Jackalman magic involves disorientation, switching, the nesting of dimensions. Like a classic jackalman spell is turning a puddle of water into the surface of a deep and shark-infested vertical sea, another is fucking up your relation to physical space--imagine the weird inside-out rooms in the Red & Pleasant Land dungeon transported to a fake-Islamic environment full of fountains, muqarnas, bas-reliefs.
Probably the worst thing they do is throw babies. Specifically: they take a human child and stuff it into an outfit not unlike a baby-pajama version of siberian bear armor...
...then huck the babies at you. If you catch the baby it might live, but then the spikes are poison--and also they're spikes.
Their leaders prefer to meet you before killing you. They'll typically be accompanied by a pair of sub-priests chanting a version of the Sanctuary spell that makes it impossible to attack or be attacked. They'll start by just talking if they can, taunt you, then leave.
They are ruled by the horned she-jackals, high-level priestesses--they will always offer you something you greatly desire in exchange for some seemingly innocuous favor, even if you've slain your way through their armies to get to them. They consider it a test of your meddle.
Sapientiam Comedentis Interemptorum
The book is written in a language used in Vornheim, though it is punctuated by terms and pictograms in the ancient language of the Waste and the tongue of the Jackalheads.
Read Magic will allow anyone to read the spells, regardless of what mundane languages they can read.
This text is difficult--it abrades the mind. Beginning as a desert travelogue, it descends into spattered polemic after its author--caravan marooned in the Waste by a bandit raid--kills his fellow travelers for water and recounts his initiation into the ways and society of the Jackal.

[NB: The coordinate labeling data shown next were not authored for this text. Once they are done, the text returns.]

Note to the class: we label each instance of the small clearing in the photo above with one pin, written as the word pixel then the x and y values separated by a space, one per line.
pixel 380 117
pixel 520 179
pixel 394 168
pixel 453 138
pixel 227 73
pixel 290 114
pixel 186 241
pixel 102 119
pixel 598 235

The book will reveal the key to the lottery runes and the myriad rites of the Devourer. Once read through and understood, the text will reveal answers to questions about the jackalmen or the horned she-jackals on a successful Int check up to three times.
It includes the following unique spells:
Mass Inscribe (Inscribes a lottery rune on everyone in a 30 foot radius--Level 1)
Clutching Coil (Once a prepared net, rope or other binding is wrapped around a target, the spell causes it to squeeze for 2d6 damage per round--Level 2)
Arrows to Asps (Affects chosen arrows immediately as well as any arrows of the caster's choosing mid-flight if they are shot this round within line of sight--Level 3)(This was stolen from some Conan thing.)
Thousand Claws (as Web but clawed arms reach from a surface. They inflict d6 damage per round--Level 3)
Deepwell (The puddle trick above--Level 3)
Scatter (This only works in a place you call your home and have lived in and prepared for an hour. Range 100'. Everybody in a 30 foot radius has to save vs spell or be teleported to a random room in your home--Level 3)
Derange Space (This only works inside. The entire room is subjected to a random Perplexity of the Interior as in Red & Pleasant Land, only Middle-East-themed--Level 3)
Steal Face (Take and convincingly wear someone's face until it rots off or they get it back. Range: Touch. Level 4.)
Reading the narrative or spells will force a save vs spell. A failed save indicates that the reader has been affected by the text--whenever they roll a natural 1 on a d20 they will be afflicted by desolate visions (treat as Confusion spell) for d4 rounds (d6 rounds if they've read the spells and the narrative) thereafter until treated with some activity or magic which cures madness.
1 comment:
Running a game with a very Egyptian-based faction of assholes screwing with the party; this article should work nicely in complicating their lives further.